Wednesday, August 19, 2009

The Award for Best Orchestration Goes to .....

Andy Driscoll of KFAI is a veteran broadcaster, public affairs specialist, award-
winning documentarian, and investigative journalist. (If you don't believe me,
just read his bio.) I think he's worthy of another award for this direct, first-hand
evidence of the orchestration and media manipulation associated with the
Obama health care plan protest rallies.

I got a call today from Representative McCollum's office in St. Paul.
Tomorrow the so-called tea party guys are supposed to show up at
11 AM tomorrow. And they're trying to get the media to come in and
put these guys on the hot seat.

That's a blockbuster. Government officials arranging for journalists to show up at rallies
to put citizens "on the hot seat" for exercising their First Amendment rights. Is
that legal for Congress people and their staffs to do?

Regardless, I can only imagine the convulsions of rage this would inspire among
local Demcrats (in and out of the media) if Michele Bachmann tried something like
this.
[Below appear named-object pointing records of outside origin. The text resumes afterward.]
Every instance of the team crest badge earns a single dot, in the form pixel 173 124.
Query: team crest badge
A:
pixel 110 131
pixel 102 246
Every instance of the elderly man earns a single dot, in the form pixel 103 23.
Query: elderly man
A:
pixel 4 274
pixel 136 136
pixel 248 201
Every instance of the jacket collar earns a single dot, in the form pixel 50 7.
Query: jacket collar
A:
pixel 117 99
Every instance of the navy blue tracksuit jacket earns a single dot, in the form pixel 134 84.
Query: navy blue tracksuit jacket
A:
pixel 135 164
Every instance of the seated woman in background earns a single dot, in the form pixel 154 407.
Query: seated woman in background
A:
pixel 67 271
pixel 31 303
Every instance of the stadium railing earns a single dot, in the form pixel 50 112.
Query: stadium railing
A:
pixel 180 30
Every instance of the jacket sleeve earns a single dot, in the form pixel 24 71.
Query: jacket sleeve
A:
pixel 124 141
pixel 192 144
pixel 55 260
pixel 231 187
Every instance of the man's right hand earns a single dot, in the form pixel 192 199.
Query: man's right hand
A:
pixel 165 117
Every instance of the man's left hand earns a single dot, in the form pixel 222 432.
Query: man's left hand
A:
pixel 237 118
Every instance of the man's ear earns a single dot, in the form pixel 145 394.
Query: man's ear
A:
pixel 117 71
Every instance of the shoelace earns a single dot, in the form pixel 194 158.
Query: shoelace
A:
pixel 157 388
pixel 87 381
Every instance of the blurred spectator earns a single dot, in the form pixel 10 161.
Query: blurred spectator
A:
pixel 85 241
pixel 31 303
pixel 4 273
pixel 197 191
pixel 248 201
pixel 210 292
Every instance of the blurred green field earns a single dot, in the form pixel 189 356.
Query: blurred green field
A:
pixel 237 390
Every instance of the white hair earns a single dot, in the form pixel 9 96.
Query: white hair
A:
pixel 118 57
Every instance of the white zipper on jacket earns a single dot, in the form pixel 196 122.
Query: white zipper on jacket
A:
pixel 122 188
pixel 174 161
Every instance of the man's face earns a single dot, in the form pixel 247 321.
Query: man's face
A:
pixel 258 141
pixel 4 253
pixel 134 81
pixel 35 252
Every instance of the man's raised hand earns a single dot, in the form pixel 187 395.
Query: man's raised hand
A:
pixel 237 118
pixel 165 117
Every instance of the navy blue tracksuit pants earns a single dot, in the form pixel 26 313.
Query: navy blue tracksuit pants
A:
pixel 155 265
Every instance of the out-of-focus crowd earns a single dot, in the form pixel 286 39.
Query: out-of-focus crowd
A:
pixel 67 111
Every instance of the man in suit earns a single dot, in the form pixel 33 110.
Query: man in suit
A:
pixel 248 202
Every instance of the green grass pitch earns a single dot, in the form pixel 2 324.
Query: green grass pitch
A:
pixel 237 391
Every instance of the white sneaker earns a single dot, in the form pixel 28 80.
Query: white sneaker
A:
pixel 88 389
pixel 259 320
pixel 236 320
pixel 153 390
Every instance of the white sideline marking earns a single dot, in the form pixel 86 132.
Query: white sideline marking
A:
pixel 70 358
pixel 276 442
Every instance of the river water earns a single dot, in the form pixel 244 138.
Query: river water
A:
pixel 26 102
She was mocked, scorned, and nearly run out office by these same people
for her far less inflammatory suggestion that perhaps the media should investigate
her fellow members of Congress.

Never fear, being an award-winning member of the media, I assume Mr. Driscoll
laughed at the notion that he would even consider obeying a government official's
request to participate in a coordinated effort to investigate her political opponents.

Well, there was some laughter involved. Unfortunately, it was laughing along with
these governnment officials instead of at their highly inappropriate suggestion.
Andy Driscoll, from the comment section of a MinnPost article by Doug Grow
about this rally:

I was present for this melee, and the growing hysteria that consumes
the worst of the teabaggers also set the mob in motion and led to an amazing
string of vitriolic anti-government claims of fascist takeover of our lives.

It was difficult not to laugh out loud at the outlandish claims-cum-
slogans that came rolling out of the angriest of them. Heath care was the front
issue for a much deeper set of complaints about "government takeover of our
lives." This betrayed a set of platitudes obviously spouted by conservative talk
radio and cable news. All attempts to extract reason from individual conversation
inevitably led to an insistence, among other thing, that not everyone in this
country deserves access to health care.

Doug Grow's outstanding coverage above barely touches the depth of disgust
and disingenuousness of this crowd's mental set.

Nice job, Doug. Enjoyed laughing together.

If an actual riot didn't break out at this rally, at least the media had their own
laugh riot, at the protestors' expense.

There is no mention of whether Doug Grow was called by Rep. McCollum's office
and tipped off to attend and put the protestors "on the hot seat." But his
reporting included this exchange (excerpts):

After the meeting, I approached an older woman who had made strong
statements in opposition to "government-run programs." (....)

"Could I have your name, please?" I asked.

"Who are you?" she said.

I re-introduced myself as a reporter from MinnPost.

"I'm not going to give you my name,'' she said. "It may end up on an
enemies list."

By design or not, hot seat applied Twin Cities media. Mission accomplished.